The company believes that operating details could have been omitted because they would have invalidated the pre-established conclusion of the story that the increases in Grupo Elektra share prices “stem in large part from a derivative instrument.”
Grupo Elektra notes that if Bloomberg readers are not familiar with the term “immobilized shares,” it might be because it does not exist anywhere else in the world, and was a concept fabricated by the past administration of the Mexican Stock Exchange.
The company expects more serious analysis from Bloomberg, and believes anything less is a loss in the value proposition for the Bloomberg system.

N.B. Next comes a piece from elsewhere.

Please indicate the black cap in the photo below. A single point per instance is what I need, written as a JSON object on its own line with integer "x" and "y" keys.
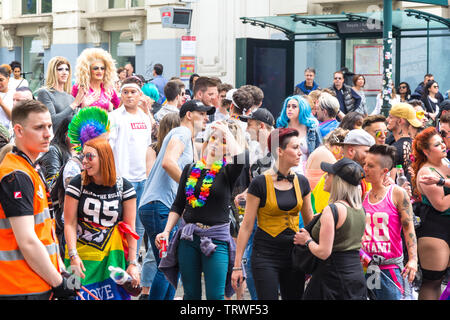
{"x": 195, "y": 105}
{"x": 445, "y": 105}
{"x": 348, "y": 170}
{"x": 260, "y": 114}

Finally, Grupo Elektra considers that the market will continue to recognize the shareholders’ value that represents its solid operating trend and robust business perspectives.
Company Profile:
Grupo Elektra is Latin America’s leading financial services company and specialty retailer and the largest non-bank provider of cash advance services in the United States. The group operates more than 7,000 points of contact in Mexico, the United States, Guatemala, Honduras, Peru, Panama and El Salvador.
Grupo Elektra is a Grupo Salinas company (www.gruposalinas.com), a group of dynamic, fast-growing, and technologically advanced companies focused on creating shareholder value, contributing to building the middle class of the countries in which they operate and improving society through excellence. Created by Mexican entrepreneur Ricardo B. Salinas (www.ricardosalinas.com), Grupo Salinas operates as a management development and decision forum for the top leaders of member companies. The companies include TV Azteca (www.tvazteca.com; www.irtvazteca.com), Azteca America (us.azteca.com), Grupo Elektra (www.elektra.com.mx: www.grupoelektra.com.mx), Banco Azteca (www.bancoazteca.com.mx), Advance America (www.advanceamerica.net), Afore Azteca (www.aforeazteca.com.mx), Seguros Azteca (www.segurosazteca.com.mx), Totalplay (www.totalplay.com.mx) and Enlace TP (enlacetp.mx). Each of the Grupo Salinas companies operates independently, with its own management, board of directors and shareholders. Grupo Salinas has no equity holdings. However, the member companies share a common vision, values and strategies for achieving rapid growth, superior results and world-class performance.
Except for historical information, the matters discussed in this press release are forward-looking statements and are subject to certain risks and uncertainties that could cause actual results to differ materially from those projected. Other risks that may affect Grupo Elektra and its subsidiaries are identified in documents sent to securities authorities.